A Grateful Patient: David Carroll
Grateful Patient, David Carroll, Pledges $1 Million to Support the Advanced Heart Failure Program
UMSOM benefactor David Carroll had never expected what was to come.
David Carroll Retired from a career at UPS, he and his wife Candice were living the good life in a historic farmhouse in rural Dover, PA with their two German Shorthair Pointers, Hatteras and Ansel. Mr. Carroll had been receiving care for advanced dilated cardiomyopathy, a heart condition that causes the muscle in the heart’s ventricles to become weakened and unable to pump blood normally, which can lead to heart failure.
By 2010, his condition worsening, Mr. Carroll was referred to UMSOM’s Erika D. Feller, MD, Assistant Professor of Medicine in the Division of Cardiovascular Medicine. “He was very ill with heart failure when we first met. He soon progressed to require home IV inotropic therapy to help his heart to beat more efficiently,” she recalled. But Dr. Feller also recognized the bottom line—Mr. Carroll needed a new heart.
While on the transplant wait list, Mr. Carroll had a Jarvik left ventricular assist device (LVAD) implanted to help his weakened heart pump, extending his life until a donor organ was available. Improving significantly while on LVAD therapy, Mr. Carroll was a pioneer in that early Jarvik LVAD clinical trial in which University of Maryland played an important role. Then in 2012, he had life-saving heart transplant surgery by Bartley P. Griffith, MD, the Thomas E. and Alice Marie Hales Distinguished Professor in Transplant Surgery, and his team.
“I received my new heart on Saturday, and on Monday, I got up and walked in my hospital room,” Mr. Carroll recalls. “It was phenomenal. I was released after three weeks and came home. I’ve only gotten better since then. I can play golf and really do anything.”
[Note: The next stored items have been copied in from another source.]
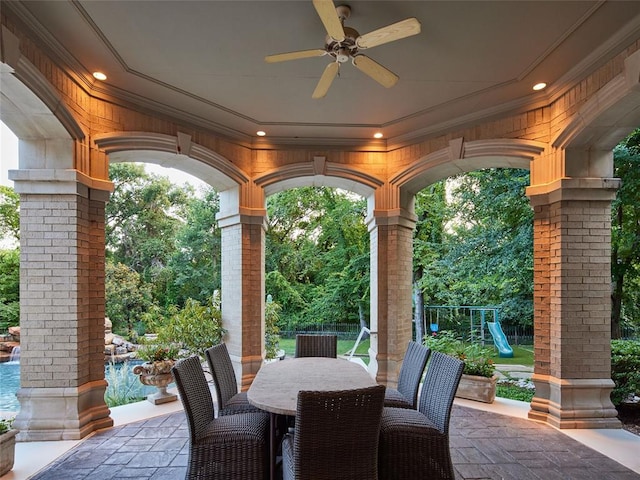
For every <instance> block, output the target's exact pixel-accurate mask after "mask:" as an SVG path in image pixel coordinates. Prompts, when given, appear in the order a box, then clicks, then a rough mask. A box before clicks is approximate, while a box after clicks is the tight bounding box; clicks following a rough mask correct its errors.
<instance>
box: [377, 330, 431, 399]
mask: <svg viewBox="0 0 640 480" xmlns="http://www.w3.org/2000/svg"><path fill="white" fill-rule="evenodd" d="M429 355H431V350H430V349H429V348H428V347H425V346H424V345H420V344H419V343H417V342H414V341H411V342H409V346H408V347H407V351H406V352H405V355H404V359H403V360H402V366H401V367H400V375H399V376H398V388H397V389H395V388H389V387H387V390H386V392H385V394H384V406H385V407H396V408H413V409H414V410H415V409H416V407H417V405H418V389H419V388H420V380H422V374H423V373H424V367H425V366H426V365H427V360H428V359H429Z"/></svg>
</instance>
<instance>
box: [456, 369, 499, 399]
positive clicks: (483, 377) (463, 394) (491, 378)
mask: <svg viewBox="0 0 640 480" xmlns="http://www.w3.org/2000/svg"><path fill="white" fill-rule="evenodd" d="M497 381H498V376H497V375H494V376H493V377H491V378H487V377H478V376H476V375H462V379H461V380H460V385H458V391H457V392H456V397H459V398H466V399H468V400H476V401H478V402H484V403H493V400H494V399H495V398H496V382H497Z"/></svg>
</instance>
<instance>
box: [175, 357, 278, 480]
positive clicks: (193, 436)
mask: <svg viewBox="0 0 640 480" xmlns="http://www.w3.org/2000/svg"><path fill="white" fill-rule="evenodd" d="M172 372H173V376H174V378H175V380H176V385H177V386H178V392H179V393H180V399H181V401H182V405H183V406H184V410H185V413H186V415H187V420H188V425H189V459H188V463H187V473H186V476H185V478H186V480H206V479H210V478H215V479H216V480H239V479H242V480H265V478H266V476H267V474H268V471H269V468H268V465H269V415H268V414H267V413H266V412H248V413H240V414H237V415H226V416H223V417H220V418H215V417H214V414H213V400H212V398H211V391H210V390H209V385H208V384H207V380H206V378H205V376H204V372H203V371H202V366H201V364H200V359H199V358H198V357H196V356H193V357H190V358H186V359H183V360H179V361H178V362H176V364H175V365H174V367H173V370H172Z"/></svg>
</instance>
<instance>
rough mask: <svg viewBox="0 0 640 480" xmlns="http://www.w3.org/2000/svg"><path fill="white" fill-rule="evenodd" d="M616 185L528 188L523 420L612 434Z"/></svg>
mask: <svg viewBox="0 0 640 480" xmlns="http://www.w3.org/2000/svg"><path fill="white" fill-rule="evenodd" d="M617 185H618V181H617V180H615V179H600V178H582V179H579V178H565V179H561V180H558V181H555V182H551V183H549V184H547V185H540V186H532V187H529V189H528V191H527V195H528V196H529V197H530V199H531V203H532V205H533V206H534V209H535V220H534V269H535V270H534V283H535V285H536V289H535V292H534V311H535V369H534V375H533V381H534V384H535V386H536V395H535V397H534V399H533V401H532V403H531V410H530V412H529V418H532V419H536V420H542V421H545V422H547V423H549V424H551V425H554V426H556V427H559V428H617V427H619V426H620V423H619V421H618V420H617V419H616V414H617V412H616V410H615V408H614V406H613V404H612V403H611V401H610V399H609V395H610V393H611V390H612V388H613V381H612V380H611V344H610V341H611V327H610V322H611V264H610V259H611V200H612V199H613V198H614V196H615V190H616V188H617Z"/></svg>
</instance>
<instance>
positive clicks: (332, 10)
mask: <svg viewBox="0 0 640 480" xmlns="http://www.w3.org/2000/svg"><path fill="white" fill-rule="evenodd" d="M313 6H314V7H316V12H318V15H319V16H320V20H322V23H323V24H324V28H325V29H326V30H327V33H328V34H329V36H330V37H331V38H333V39H334V40H336V41H338V42H341V41H343V40H344V28H342V22H341V21H340V18H339V17H338V13H337V12H336V6H335V5H334V4H333V1H332V0H313Z"/></svg>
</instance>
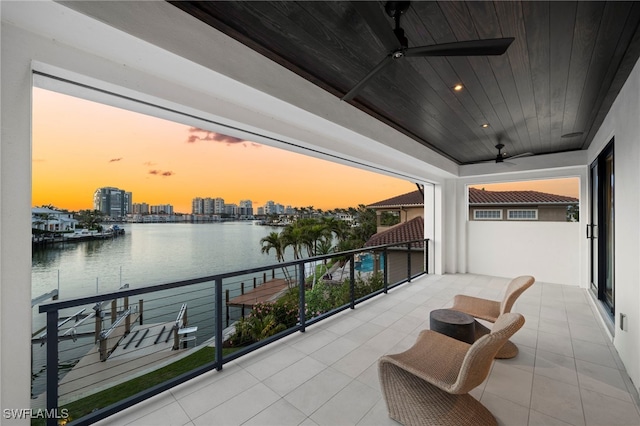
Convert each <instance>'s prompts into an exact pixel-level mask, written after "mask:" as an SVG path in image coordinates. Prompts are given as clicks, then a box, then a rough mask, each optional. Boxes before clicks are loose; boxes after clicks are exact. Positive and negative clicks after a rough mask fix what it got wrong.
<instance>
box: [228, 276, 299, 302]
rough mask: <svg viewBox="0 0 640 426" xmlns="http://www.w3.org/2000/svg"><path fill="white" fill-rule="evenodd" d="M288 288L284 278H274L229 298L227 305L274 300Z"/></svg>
mask: <svg viewBox="0 0 640 426" xmlns="http://www.w3.org/2000/svg"><path fill="white" fill-rule="evenodd" d="M288 288H289V284H288V283H287V281H286V280H285V279H284V278H275V279H272V280H269V281H267V282H265V283H264V284H262V285H260V286H259V287H256V288H254V289H251V290H249V291H248V292H246V293H244V294H241V295H240V296H237V297H234V298H233V299H230V300H229V301H228V302H227V306H245V307H253V305H255V304H257V303H263V302H270V301H273V300H276V299H277V298H278V297H279V296H280V295H281V294H282V293H283V292H284V291H285V290H287V289H288Z"/></svg>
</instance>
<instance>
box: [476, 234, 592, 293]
mask: <svg viewBox="0 0 640 426" xmlns="http://www.w3.org/2000/svg"><path fill="white" fill-rule="evenodd" d="M580 229H581V226H580V224H579V223H577V222H575V223H574V222H534V221H532V222H524V221H521V222H520V221H519V222H515V221H513V222H508V221H486V222H484V221H468V222H467V244H468V249H467V250H468V272H471V273H474V274H482V275H495V276H502V277H516V276H519V275H533V276H534V277H535V279H536V281H540V282H546V283H555V284H570V285H576V286H577V285H578V284H579V283H578V278H579V276H580V269H579V268H580V259H579V257H580V247H579V245H580V237H581V234H580Z"/></svg>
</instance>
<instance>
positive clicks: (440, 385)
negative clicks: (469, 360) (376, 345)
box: [380, 330, 471, 391]
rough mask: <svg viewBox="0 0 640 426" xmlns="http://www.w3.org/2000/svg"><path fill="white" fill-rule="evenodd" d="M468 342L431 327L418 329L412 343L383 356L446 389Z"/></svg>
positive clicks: (422, 379)
mask: <svg viewBox="0 0 640 426" xmlns="http://www.w3.org/2000/svg"><path fill="white" fill-rule="evenodd" d="M470 347H471V345H469V344H468V343H465V342H461V341H459V340H456V339H454V338H451V337H449V336H445V335H444V334H440V333H438V332H435V331H432V330H423V331H422V332H420V335H419V336H418V339H417V340H416V342H415V343H414V345H413V346H412V347H411V348H409V349H407V350H406V351H404V352H402V353H399V354H392V355H385V356H383V357H382V358H381V359H380V363H384V362H390V363H392V364H395V365H397V366H398V367H400V368H402V369H404V370H406V371H408V372H410V373H411V374H413V375H415V376H417V377H419V378H421V379H422V380H425V381H427V382H429V383H431V384H432V385H434V386H437V387H438V388H440V389H442V390H444V391H448V390H450V389H451V388H452V386H453V385H454V384H455V383H456V380H457V378H458V373H459V371H460V367H461V366H462V362H463V361H464V357H465V355H466V353H467V351H468V350H469V348H470Z"/></svg>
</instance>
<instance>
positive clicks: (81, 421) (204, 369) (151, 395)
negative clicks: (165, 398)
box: [70, 361, 218, 426]
mask: <svg viewBox="0 0 640 426" xmlns="http://www.w3.org/2000/svg"><path fill="white" fill-rule="evenodd" d="M217 366H218V361H214V362H210V363H208V364H205V365H203V366H201V367H198V368H195V369H193V370H191V371H189V372H186V373H184V374H181V375H180V376H178V377H175V378H173V379H170V380H167V381H166V382H163V383H160V384H159V385H155V386H153V387H150V388H148V389H145V390H143V391H142V392H139V393H137V394H135V395H133V396H130V397H128V398H125V399H123V400H121V401H119V402H118V403H117V404H112V405H109V406H107V407H104V408H100V409H98V410H96V411H93V412H91V413H90V414H87V415H86V416H84V417H81V418H79V419H77V420H74V421H73V422H72V423H70V424H72V425H73V426H85V425H91V424H93V423H95V422H97V421H99V420H102V419H105V418H107V417H109V416H111V415H113V414H116V413H118V412H120V411H122V410H124V409H125V408H129V407H133V406H134V405H136V404H139V403H141V402H142V401H145V400H147V399H149V398H151V397H152V396H155V395H158V394H159V393H161V392H164V391H166V390H168V389H171V388H173V387H175V386H177V385H179V384H181V383H184V382H187V381H189V380H191V379H194V378H196V377H198V376H199V375H201V374H204V373H207V372H209V371H211V370H214V369H215V368H216V367H217Z"/></svg>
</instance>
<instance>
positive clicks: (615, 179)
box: [588, 64, 640, 389]
mask: <svg viewBox="0 0 640 426" xmlns="http://www.w3.org/2000/svg"><path fill="white" fill-rule="evenodd" d="M638 117H640V64H636V66H635V67H634V70H633V72H632V73H631V75H630V76H629V79H628V80H627V82H626V83H625V85H624V87H623V88H622V90H621V92H620V94H619V95H618V97H617V99H616V100H615V102H614V104H613V106H612V108H611V111H610V112H609V114H608V115H607V117H606V118H605V120H604V122H603V124H602V126H601V127H600V129H599V130H598V132H597V133H596V136H595V138H594V141H593V143H592V144H591V146H590V148H589V151H588V154H589V160H588V161H589V163H591V162H592V161H593V160H595V158H596V157H597V155H598V154H599V153H600V151H601V150H602V149H603V148H604V147H605V145H606V144H607V143H608V142H609V141H610V140H611V138H612V137H615V143H614V173H615V189H614V191H615V194H614V206H615V218H614V223H615V237H614V238H615V272H614V273H615V295H614V298H615V309H616V317H615V337H614V345H615V347H616V349H617V350H618V354H619V355H620V358H621V359H622V362H623V363H624V365H625V367H626V369H627V372H628V373H629V376H630V377H631V380H632V381H633V383H634V385H635V387H636V389H638V388H639V387H640V261H639V259H640V226H639V225H638V223H639V222H640V214H639V212H640V191H639V190H638V189H639V188H640V167H638V164H640V120H638ZM620 313H623V314H625V315H627V320H628V324H629V326H628V330H625V331H622V330H621V329H620V322H619V320H620V316H619V314H620Z"/></svg>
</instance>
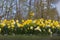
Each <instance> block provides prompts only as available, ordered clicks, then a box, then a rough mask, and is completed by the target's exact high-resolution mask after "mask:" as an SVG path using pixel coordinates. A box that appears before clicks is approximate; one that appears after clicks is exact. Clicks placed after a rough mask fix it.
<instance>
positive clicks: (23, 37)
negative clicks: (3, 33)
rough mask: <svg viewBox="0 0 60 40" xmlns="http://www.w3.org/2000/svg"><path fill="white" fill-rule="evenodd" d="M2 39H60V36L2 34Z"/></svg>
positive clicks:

Appreciative of the measures UMSOM physicians took to keep him alive, Mr. Carroll initially made a five-year pledge of $5,000 for operating support for the Advanced Heart Failure program (AHF) in the Department of Medicine’s Division of Cardiovascular Medicine. With the passing of his wife Candace in 2020, Mr. Carroll was determined to leave behind a legacy, which in November of that year he confirmed—a bequest intention to leave his residuary estate to support the AHF program, an extraordinary estimated gift of $1 million. His intention is that his gift be unrestricted to provide the cardiovascular medicine team the greatest ability to strategically advance with the changing needs of the program.
“David’s generous donation underscores the dedicated, multi-disciplinary work that the University of Maryland’s heart transplant and VAD team does every day,” Dr. Feller says. “Our work is more than a job—it’s a constant desire to improve the lives of patients with severe heart failure. It involves building patient trust and providing options for advanced heart failure management. His donation will help us increase our penetration into communities.”
For his part, David Carroll continues to be thankful for the care he received. “There is not enough I can give to thank Dr. Erika Feller and Dr. Bartley Griffith for saving my life,” he says. “Maryland has taken care of me from day one and continues to do so today. When I go there for a checkup, it’s like visiting my other family. If my bequest can just help one person, that would be great.”